Of the constituents who have got in touch with me since I was elected, there was one mother who got in touch who had suffered from endometriosis. It took nine years to get her diagnosis and she said, “My daughter is now starting her periods and I am seeing the same thing repeat itself. She is showing the same symptoms that I had as a teenage girl. We go to doctors and I try to advocate and fight for her, but we are told, ‘Maybe she just has a low pain threshold. Have you considered putting her on birth control to ease the symptoms of her periods?’” That is heartbreaking for that mother. She is not fighting for herself any more; she is fighting for the next generation of young women, who need to get support as early as possible so that their diagnosis can be made and their treatment options explored as early as possible.

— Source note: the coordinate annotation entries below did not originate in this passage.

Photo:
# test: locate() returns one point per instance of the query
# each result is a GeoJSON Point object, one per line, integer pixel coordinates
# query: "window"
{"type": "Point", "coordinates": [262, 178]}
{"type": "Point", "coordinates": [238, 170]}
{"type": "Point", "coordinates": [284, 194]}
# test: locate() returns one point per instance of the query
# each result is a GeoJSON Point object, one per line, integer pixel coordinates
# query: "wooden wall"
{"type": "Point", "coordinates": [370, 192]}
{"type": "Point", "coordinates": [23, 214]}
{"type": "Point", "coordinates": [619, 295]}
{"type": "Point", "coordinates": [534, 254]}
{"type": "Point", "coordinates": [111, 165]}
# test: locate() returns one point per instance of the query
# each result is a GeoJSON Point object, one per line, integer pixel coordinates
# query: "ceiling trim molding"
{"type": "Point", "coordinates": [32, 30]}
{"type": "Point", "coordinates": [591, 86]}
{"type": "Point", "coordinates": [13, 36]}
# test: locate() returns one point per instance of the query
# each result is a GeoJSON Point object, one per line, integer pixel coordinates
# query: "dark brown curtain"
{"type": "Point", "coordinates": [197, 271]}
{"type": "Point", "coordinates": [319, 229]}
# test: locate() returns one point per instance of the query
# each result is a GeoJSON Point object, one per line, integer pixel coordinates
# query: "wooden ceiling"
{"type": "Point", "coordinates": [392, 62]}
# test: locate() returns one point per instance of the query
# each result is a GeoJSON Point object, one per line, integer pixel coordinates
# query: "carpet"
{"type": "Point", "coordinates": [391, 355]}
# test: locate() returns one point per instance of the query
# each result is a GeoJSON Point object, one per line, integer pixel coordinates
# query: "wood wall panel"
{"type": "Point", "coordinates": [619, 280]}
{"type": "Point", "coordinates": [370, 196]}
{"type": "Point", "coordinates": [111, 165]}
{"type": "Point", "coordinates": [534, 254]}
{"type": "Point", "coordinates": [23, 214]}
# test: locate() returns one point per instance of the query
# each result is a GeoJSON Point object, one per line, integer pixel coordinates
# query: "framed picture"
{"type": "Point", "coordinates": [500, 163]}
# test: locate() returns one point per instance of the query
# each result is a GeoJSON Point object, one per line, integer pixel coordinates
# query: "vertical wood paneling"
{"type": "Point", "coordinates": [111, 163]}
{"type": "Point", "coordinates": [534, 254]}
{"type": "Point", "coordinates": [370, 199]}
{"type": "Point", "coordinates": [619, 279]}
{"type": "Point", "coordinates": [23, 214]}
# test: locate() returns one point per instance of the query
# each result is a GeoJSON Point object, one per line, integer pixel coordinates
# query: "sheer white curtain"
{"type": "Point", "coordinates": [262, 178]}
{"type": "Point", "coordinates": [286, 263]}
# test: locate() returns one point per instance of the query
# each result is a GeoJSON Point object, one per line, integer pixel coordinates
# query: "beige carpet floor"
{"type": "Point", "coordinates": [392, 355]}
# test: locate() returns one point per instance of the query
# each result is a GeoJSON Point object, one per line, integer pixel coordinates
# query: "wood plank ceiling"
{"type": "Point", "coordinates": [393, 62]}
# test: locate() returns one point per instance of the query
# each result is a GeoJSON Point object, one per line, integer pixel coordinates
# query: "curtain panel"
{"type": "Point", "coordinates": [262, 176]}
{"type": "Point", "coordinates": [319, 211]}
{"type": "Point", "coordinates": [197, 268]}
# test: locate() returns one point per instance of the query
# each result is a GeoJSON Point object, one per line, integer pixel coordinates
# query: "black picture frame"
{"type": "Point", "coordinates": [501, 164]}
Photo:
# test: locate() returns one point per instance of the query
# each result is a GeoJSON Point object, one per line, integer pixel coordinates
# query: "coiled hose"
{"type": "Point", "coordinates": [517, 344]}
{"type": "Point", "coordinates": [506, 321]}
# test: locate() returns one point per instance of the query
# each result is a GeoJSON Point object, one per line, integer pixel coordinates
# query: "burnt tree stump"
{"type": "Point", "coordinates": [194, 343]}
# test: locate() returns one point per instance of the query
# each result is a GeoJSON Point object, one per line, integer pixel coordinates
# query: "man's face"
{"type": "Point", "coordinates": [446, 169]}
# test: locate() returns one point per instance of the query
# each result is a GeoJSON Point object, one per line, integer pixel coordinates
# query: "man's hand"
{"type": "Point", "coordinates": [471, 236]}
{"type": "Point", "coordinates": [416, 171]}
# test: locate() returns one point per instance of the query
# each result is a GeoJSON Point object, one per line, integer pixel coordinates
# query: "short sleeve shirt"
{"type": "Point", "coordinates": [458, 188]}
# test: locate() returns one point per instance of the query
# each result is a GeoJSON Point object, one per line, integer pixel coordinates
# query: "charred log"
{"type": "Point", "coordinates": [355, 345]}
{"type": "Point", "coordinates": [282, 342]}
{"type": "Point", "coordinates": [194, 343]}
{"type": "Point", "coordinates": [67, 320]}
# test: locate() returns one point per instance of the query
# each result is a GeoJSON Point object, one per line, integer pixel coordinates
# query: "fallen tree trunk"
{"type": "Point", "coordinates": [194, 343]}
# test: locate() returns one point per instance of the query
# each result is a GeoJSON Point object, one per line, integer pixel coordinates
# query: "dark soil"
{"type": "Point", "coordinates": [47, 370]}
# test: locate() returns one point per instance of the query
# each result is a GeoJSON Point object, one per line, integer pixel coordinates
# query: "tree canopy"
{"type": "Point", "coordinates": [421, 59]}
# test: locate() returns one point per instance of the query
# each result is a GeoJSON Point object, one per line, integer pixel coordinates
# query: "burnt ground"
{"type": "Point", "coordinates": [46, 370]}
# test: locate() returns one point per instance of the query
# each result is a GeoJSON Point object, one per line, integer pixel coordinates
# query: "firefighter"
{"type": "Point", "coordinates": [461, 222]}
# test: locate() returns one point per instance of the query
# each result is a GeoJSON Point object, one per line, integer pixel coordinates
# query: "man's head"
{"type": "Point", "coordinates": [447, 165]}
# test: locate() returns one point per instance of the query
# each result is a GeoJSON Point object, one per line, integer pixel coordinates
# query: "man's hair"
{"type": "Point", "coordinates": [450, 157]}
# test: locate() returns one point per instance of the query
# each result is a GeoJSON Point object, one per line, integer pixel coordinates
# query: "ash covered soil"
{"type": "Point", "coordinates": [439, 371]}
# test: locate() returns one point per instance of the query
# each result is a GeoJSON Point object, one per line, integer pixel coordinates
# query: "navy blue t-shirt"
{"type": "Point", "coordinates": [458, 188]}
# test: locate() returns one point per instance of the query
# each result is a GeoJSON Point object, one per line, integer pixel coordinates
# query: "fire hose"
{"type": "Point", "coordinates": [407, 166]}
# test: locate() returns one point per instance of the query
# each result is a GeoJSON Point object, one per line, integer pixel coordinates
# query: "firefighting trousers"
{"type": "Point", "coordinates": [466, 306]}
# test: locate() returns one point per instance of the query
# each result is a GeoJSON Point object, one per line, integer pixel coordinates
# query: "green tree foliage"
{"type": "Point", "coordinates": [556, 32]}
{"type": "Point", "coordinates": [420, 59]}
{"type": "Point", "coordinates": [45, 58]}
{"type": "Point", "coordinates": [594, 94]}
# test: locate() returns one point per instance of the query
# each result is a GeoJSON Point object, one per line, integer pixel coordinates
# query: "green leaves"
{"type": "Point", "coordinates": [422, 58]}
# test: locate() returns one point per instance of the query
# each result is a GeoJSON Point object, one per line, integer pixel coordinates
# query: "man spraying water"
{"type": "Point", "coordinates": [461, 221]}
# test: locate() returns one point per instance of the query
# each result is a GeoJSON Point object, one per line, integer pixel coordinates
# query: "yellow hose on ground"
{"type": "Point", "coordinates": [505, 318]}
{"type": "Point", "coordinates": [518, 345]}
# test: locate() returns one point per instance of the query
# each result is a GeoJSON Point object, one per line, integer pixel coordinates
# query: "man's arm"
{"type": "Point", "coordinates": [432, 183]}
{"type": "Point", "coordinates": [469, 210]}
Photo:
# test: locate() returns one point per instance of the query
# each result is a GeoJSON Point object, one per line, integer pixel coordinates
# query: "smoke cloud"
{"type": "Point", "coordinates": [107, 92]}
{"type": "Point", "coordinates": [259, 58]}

Does my hon. Friend agree that for a lot of these conditions it is vital to have more research? For example, there could be a genetic link that is not explained yet, and it would make it so much easier for daughters of women who had endometriosis to get much faster treatment and diagnosis. Research is a vital part of the picture.
Jess Brown-Fuller
I could not agree more with my hon. Friend about research into gynaecological conditions. If we invested as much into women’s health as we have done over many decades into men’s health, maybe we would not have so many different types of Viagra and we might have a response to women’s health.
Clinicians, importantly, do not have to have specialist training in gynaecological conditions when they go through their training. It is not mandatory, so it is vital to ensure that such training is available and mandated for all clinicians, especially those in general practice, because the most important thing we can do as MPs is break down the barriers that our constituents face daily. Fixing the way we perceive endometriosis as a country is one of the things that we can do, so that we can look back on our time here and think about how we made a difference for women up and down the country.
I know the Minister shares my ambition to do better for all women, so I ask her: what are the Government doing to break down the barriers to earlier diagnosis for women suffering with gynaecological issues, especially endometriosis? Does she believe that there are benefits to having dedicated gynaecological wards in hospitals? In my local hospital, St Richard’s in Chichester, there is no specialist gynaecological ward; patients are put in different wards depending on which procedure they have had, which means that they are potentially not receiving the specialist aftercare they could be. Finally, does the Minister believe that all medical professionals should have mandated gynaecological training so that they can give support as early as possible to those who so desperately need it?